The metaverse is a parallel world in digital space, with its own businesses, population centers, homes, methods of transport, money, and community banking institutions. Think SimCity® concepts with real-world components. Like “cyberspace,” which was invented by cyberpunk author William Gibson in the ‘80s and came to describe a new conception of space in the early internet era, “metaverse” was coined by sci-fi writer Neal Stephenson to describe an interactive realm accessed through VR headset. Facebook/Meta (and Oculus) are trying to make that a mainstream reality.
In 2018, EQIBank became the first bank to offer its customers both crypto and traditional deposit accounts. This bank is now carving out another niche in the metaverse, with plans to build a complete banking service that spans various digital worlds developed under the names Polka City, Netvrk, and Human Protocol.

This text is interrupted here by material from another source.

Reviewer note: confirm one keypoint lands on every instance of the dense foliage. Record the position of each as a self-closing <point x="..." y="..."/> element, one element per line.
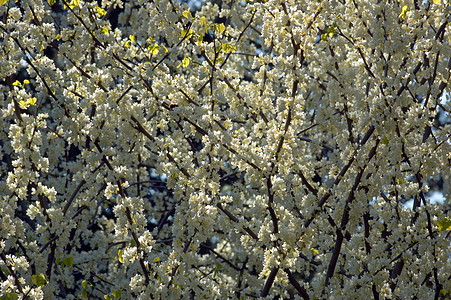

Members of these virtual worlds will have access to the conventional menu of banking services, courtesy of EQIBank. They can earn and spend traditional money in that space, as well as currencies and tokens meant exclusively for metaverse banking use. Customers can convert their virtual currency to traditional money and spend it in the "real world," greatly expanding the utility of virtual business and virtual work.
The future of fintech
A financial services company trading in crypto via a “branch” in the metaverse may sound a bit far-fetched for a conventional industry like banking. Then again, direct deposit, debit cards, and ATMs were hard to imagine not that long ago.
The only certainty is that things change. Banking tech has already taken some startling and interesting turns in recent years, challenging long-standing practices and institutions, and turning sci-fi concepts into functional software and services.
Even if some of what you read about in this article doesn’t pan out all the way — if we don’t all go out and buy expensive VR headsets, for example — the smart money always bets on the future looking a little different than today, and understanding fintech trends today may be the tool you need to achieve financial success tomorrow.